Come ogni cellula del corpo umano, anche quelle che costituiscono il tessuto epiteliale hanno cicli di vita. Praticamente ogni sei mesi si rinnovano e si ricompone una epidermide tutta nuova. Quindi, qualsiasi cosa che si trova sull’epidermide non potrebbe mai essere permanente. Ecco perché i tatuatori usano aghi che scavano sotto l’epidermide, depositando il pigmento di colore nello strato inferiore, il derma.

Il derma è prevalentemente costituito da collagene, elastina e altre cellule come fibroblasti, mastociti e macrofagi, come un normale tessuto connettivo. In questa sede l’inchiostro può rimanere per anni, dal momento che non vi è un ricambio cellulare come quello dell’epidermide.

“Un tatuaggio non sarà mai completamente nero”, ha spiegato il professor Ibrahim. “Ha un colore bluastro a causa della rifrazione della luce. Il nero dell’inchiostro passa attraverso il derma superficiale e l’epidermide”.

È vero che l’inchiostro dei tatuaggi è pericoloso?

Se facessimo una breve ricerca su Google sulla relazione tra i tatuaggi e il cancro alla pelle otterremmo dei risultati allarmanti.

È vero che i tatuaggi possono provocare tumori della pelle, e ci sono inchiostri potenzialmente più tossici di altri. A dirlo è un rapporto dell’Unione europea del 2016, intitolato Sicurezza dei tatuaggi e del trucco permanente.

Non vi è però una relazione diretta tra un tatuaggio e il cancro alla pelle. Piuttosto esiste  un territorio di coincidenza, secondo quanto riferisce una ricerca pubblicata sulla rivista scientifica Lancet. E anche Ibrahim, alla domanda: “I tatuaggi causano il cancro?”, risponde semplicemente: “No”.

Mentre in molti paesi ci sono leggi che impongono ai negozi di tatuaggi di rispondere alle norme sanitarie di base sull’uso degli aghi, c’è invece poca regolamentazione sugli inchiostri iniettati.

“Fino a qualche anno fa vi era un rischio molto più elevato di contrarre malattie contagiose, in particolare l’epatite a causa degli aghi non sterilizzati.

Quali sono i rischi più realistici a cui si va incontro facendosi tatuare?

Al momento il rischio più realistico è quello di una reazione allergica all’inchiostro utilizzato.

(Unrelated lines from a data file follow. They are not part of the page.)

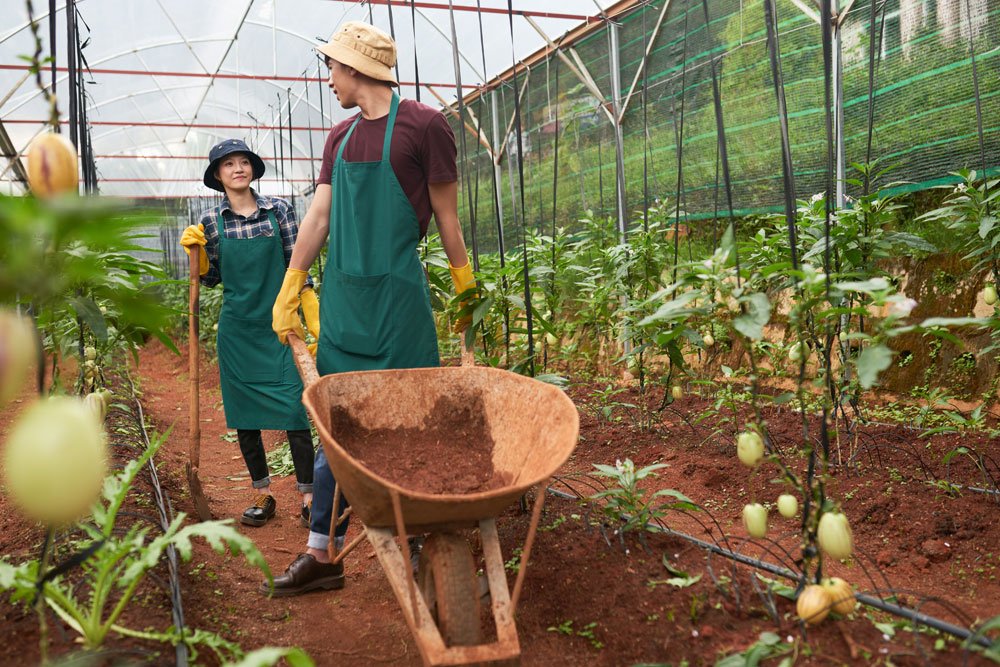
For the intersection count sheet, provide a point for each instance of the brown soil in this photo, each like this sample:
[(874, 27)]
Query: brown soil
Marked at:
[(454, 431), (594, 595)]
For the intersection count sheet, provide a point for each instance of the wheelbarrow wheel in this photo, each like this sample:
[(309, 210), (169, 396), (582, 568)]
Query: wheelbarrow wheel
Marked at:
[(447, 580)]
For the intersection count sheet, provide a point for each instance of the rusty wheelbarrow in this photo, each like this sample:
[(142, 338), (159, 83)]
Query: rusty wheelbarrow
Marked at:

“Ci sono in realtà reazioni allergiche provocate da un pigmento che possono sfociare sia nell’arrossamento dell’area interessata, che in un cheloide, un tumore cutaneo benigno di aspetto cicatriziale, che fa generalmente seguito a un trauma o una irritazione che non si attenua con il trascorrere del tempo”, spiega Ibrahim, aggiungendo che sono i pigmenti rossi in particolare a provocare reazioni avverse.

Eppure, il vero aspetto di cui preoccuparsi, è un altro, e molto più trascurato. “Quello che è davvero pericoloso è il fatto che, quando si hanno tatuaggi estesi, non si vedono eventuali sintomi di un cancro alla pelle”. Il tatuaggio quindi non provoca il cancro, ma lo maschera, impedendo di curarlo in tempo. Tanto più grande è l’area coperta di tatuaggi, tanto più grande è il rischio.

Un ulteriore falso mito sui tatuaggi è il fatto che il sole sia un “nemico”. I pigmenti di un tatuaggio si trovano nello strato più profondo del derma, non raggiungibile dai raggi Uv.

La causa di dissolvenza di un tatuaggio è piuttosto il risultato di processi naturali del corpo. I macrofagi, cellule che hanno la funzione principale della fagocitosi, cioè la capacità di inglobare nel loro citoplasma particelle estranee, compresi i microrganismi, e di distruggerle, possono ingerire, in un arco di tempo molto lungo, anche particelle di inchiostro fuoriuscite dal derma.

A prescindere dall’avere tatuaggi o meno, la protezione della pelle dai raggi Uv è fondamentale in ogni caso, per non rischiare di andare incontro a malattie, in alcuni casi mortali.

Ma il mito sui tatuaggi che sembra, più di ogni altro, resistere alla prova del tempo è un altro e non ha niente a che fare con la salute: gli uomini tatuati sono ritenuti più attraenti degli altri.

Questo fattore, combinato a una ricerca che ha indicato come i tatuaggi potrebbero rivelarsi un vantaggio per il sistema immunitario, fa pensare che la scelta di un disegno indelebile sulla propria pelle non sia così male, dopotutto.